"You can go now. I'm busy. Good-morning!"
"Wonderful man!" thought the Commandant, as he went out at the porch. "Seems to have taken a new lease of life! Wonderful!"
The Consul-General spent the whole of that day in thinking out his scheme for a "special weapon," and when night came and he went upstairs—through the great echoing house that was like the bureau of a department of state now, being so empty and so cheerless, and past the dark and silent room whereof the door was always closed—he felt conscious of a firmer and lighter step than he had known for years.
Fatimah was in his bedroom, for she had constituted herself his own nurse since his wife's death. She was nailing up on the wall the picture of the little boy in the Arab fez, and, having her own theory about why he had taken it down in the library, she said—
"There! It will be company for your lordship, and nobody will ask questions about it here."
When Fatimah had gone the Consul-General could not but think of Gordon. He always thought of him at that hour of the night, and the picture of his son that rose in his mind's eye was always the same. It was a picture of Gordon's deadly white face with its trembling lower lip, as he stood bolt upright while his medals were being torn from his breast, and then said, in that voice which his father could never forget: "General, the time may come when it will be even more painful to you to remember all this than it has been to me to bear it."

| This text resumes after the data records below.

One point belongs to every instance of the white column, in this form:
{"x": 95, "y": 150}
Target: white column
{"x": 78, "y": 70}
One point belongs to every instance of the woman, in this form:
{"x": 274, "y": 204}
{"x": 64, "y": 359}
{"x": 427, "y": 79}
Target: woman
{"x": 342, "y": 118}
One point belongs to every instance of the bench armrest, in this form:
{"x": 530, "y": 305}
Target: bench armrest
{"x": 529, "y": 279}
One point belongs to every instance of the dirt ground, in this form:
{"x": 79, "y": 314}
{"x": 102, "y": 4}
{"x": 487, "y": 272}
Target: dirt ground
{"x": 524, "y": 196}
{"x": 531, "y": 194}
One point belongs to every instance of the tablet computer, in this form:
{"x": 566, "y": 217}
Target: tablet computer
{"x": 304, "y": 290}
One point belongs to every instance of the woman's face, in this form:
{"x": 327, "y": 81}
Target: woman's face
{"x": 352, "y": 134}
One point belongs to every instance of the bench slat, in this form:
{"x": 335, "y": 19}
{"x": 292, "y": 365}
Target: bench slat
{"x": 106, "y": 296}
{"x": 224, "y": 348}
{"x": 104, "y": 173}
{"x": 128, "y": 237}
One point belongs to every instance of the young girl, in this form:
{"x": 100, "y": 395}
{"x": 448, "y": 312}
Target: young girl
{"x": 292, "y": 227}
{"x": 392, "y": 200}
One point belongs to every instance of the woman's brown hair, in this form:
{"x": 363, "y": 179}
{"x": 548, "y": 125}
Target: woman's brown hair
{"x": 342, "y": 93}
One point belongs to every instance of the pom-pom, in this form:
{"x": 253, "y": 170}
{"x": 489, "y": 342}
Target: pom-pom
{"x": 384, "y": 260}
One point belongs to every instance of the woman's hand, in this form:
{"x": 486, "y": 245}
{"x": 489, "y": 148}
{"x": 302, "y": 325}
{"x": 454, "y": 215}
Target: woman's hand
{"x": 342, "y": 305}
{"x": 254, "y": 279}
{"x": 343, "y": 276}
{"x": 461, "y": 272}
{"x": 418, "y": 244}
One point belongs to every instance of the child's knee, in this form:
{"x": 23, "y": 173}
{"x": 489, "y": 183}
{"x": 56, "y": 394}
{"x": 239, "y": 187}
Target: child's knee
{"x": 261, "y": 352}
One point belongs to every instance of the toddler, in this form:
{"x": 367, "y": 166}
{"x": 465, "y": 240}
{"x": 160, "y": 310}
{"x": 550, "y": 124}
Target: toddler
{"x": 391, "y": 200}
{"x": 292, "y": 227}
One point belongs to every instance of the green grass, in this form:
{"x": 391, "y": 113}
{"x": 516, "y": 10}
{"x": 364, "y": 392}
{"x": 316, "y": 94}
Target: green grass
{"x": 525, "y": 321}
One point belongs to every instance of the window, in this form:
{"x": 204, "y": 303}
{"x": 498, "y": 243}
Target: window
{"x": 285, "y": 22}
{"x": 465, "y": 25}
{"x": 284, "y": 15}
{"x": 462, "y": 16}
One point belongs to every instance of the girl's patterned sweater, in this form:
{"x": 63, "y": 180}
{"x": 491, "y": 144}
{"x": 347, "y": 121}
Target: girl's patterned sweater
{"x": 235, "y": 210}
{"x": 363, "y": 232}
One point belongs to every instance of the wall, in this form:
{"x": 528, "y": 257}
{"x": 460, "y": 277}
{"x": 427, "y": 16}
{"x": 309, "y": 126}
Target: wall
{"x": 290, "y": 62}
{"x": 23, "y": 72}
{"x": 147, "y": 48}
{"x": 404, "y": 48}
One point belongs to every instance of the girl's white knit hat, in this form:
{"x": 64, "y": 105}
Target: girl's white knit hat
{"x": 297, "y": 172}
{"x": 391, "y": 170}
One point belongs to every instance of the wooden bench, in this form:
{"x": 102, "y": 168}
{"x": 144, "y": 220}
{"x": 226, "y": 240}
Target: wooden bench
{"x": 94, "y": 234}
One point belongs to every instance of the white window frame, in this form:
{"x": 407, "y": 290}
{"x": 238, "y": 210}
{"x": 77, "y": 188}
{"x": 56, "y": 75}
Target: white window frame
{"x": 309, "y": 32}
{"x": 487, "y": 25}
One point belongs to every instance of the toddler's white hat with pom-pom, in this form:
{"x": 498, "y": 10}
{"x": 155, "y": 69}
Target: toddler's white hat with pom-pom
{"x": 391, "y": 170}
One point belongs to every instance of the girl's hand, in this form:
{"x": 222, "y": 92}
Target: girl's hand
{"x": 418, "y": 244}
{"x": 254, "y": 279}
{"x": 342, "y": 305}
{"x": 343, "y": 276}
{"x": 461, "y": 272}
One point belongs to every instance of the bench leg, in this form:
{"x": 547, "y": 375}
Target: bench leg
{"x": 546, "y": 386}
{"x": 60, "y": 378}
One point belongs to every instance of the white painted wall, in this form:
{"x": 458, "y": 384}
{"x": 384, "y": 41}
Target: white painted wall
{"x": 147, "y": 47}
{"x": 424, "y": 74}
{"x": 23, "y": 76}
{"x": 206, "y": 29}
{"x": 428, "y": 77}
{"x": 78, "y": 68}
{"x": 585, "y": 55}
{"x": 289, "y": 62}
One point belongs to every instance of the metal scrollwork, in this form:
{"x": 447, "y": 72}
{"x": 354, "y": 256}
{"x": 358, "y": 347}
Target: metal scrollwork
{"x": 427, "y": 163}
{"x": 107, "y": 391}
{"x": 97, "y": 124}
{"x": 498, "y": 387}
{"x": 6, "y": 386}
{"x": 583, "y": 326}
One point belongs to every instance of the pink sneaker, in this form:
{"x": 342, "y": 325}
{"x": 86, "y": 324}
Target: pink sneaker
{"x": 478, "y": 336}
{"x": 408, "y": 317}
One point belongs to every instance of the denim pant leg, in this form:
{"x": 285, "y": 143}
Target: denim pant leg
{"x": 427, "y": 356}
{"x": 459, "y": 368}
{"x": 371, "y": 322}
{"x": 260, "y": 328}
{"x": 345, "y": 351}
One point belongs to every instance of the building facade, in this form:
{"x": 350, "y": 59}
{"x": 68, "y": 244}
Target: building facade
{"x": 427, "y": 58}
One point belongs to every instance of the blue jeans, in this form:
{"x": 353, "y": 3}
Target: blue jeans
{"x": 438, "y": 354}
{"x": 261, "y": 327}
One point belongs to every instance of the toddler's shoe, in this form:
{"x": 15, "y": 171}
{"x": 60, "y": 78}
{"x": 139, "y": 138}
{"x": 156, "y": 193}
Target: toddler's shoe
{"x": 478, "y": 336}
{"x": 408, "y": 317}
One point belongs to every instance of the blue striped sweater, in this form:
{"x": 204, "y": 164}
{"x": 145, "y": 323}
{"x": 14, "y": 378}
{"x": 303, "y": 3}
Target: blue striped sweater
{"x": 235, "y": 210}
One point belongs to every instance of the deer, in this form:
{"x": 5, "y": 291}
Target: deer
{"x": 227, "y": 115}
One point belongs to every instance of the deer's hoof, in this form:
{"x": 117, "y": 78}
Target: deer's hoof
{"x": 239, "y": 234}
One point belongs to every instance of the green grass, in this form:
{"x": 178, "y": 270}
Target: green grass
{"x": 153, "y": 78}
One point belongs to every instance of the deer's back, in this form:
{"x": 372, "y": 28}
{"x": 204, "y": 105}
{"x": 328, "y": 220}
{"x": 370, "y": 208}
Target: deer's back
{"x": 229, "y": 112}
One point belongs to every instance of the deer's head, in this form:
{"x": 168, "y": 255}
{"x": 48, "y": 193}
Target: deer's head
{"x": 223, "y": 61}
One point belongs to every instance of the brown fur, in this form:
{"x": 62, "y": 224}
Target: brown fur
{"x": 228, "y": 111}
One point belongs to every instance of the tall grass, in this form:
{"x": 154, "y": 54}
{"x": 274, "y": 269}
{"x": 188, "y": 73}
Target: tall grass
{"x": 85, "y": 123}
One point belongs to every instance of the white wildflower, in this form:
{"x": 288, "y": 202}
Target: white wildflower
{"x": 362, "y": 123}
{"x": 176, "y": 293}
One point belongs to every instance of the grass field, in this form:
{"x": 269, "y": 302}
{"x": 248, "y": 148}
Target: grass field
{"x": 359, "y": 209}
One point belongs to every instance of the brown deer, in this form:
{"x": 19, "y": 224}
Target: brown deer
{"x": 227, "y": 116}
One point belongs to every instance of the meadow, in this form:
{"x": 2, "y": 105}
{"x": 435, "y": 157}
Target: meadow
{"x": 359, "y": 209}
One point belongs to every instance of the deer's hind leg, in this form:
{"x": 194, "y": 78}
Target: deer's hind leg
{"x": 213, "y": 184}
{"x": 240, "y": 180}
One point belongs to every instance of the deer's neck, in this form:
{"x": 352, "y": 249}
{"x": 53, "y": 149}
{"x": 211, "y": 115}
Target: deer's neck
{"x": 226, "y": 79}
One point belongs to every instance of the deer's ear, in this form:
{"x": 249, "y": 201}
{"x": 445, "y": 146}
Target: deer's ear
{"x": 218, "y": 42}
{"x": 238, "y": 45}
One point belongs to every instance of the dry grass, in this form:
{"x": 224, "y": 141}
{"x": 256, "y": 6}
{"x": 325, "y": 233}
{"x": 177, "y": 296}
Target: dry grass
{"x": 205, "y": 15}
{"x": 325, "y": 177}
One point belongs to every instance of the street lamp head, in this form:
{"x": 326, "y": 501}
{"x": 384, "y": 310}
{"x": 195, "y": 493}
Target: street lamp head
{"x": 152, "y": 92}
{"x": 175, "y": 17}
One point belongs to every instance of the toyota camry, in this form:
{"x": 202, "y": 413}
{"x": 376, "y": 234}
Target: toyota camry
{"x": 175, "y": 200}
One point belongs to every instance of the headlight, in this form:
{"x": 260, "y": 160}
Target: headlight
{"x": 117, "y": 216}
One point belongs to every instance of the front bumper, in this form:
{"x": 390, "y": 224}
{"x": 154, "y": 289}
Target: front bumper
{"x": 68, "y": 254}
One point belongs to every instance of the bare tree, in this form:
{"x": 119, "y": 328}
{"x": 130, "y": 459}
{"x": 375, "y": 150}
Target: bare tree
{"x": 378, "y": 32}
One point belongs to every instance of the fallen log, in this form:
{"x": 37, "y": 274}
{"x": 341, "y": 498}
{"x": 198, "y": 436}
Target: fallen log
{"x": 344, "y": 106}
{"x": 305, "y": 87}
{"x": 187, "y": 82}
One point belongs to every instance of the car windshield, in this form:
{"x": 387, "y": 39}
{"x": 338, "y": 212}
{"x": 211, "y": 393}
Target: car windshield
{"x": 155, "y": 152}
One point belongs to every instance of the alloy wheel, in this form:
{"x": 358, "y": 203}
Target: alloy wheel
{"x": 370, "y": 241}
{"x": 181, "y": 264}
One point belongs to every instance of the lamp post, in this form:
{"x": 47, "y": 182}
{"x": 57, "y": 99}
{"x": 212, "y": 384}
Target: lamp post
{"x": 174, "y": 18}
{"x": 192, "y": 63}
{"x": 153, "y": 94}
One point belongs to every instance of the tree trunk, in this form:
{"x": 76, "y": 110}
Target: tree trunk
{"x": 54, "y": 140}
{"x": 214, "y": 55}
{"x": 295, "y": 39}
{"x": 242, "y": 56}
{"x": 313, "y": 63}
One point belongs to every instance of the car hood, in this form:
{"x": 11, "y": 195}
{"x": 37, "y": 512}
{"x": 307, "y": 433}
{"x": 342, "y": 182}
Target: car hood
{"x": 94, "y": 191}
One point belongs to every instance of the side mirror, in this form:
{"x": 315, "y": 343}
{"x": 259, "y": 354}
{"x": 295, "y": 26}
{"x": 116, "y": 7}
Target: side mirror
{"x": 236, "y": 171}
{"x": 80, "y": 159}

Oh, that Gordon could be here now and see for himself what a sorry charlatan, what a self-deceived quack and conspirator, was the man in whose defence he had allowed his own valuable life to rush down to a confused welter of wreck and ruin!
As the Consul-General got into bed he was thinking of Helena. What a glorious, courageous, resourceful woman she was! It carried his mind back to Biblical days to find anything equal to her daring and her success. But what was the price she had paid for them? He remembered something the Sirdar had said of "a marriage, a sort of betrothal," and then he recalled the words of her first letter: "I know exactly how far I intend to go, and I shall go no farther. I know exactly what I intend to do, and I shall do it without fear or remorse."
What had happened in the Soudan? What was happening there now? In what battle-whirlwind had that splendid girl's magnificent victory been won?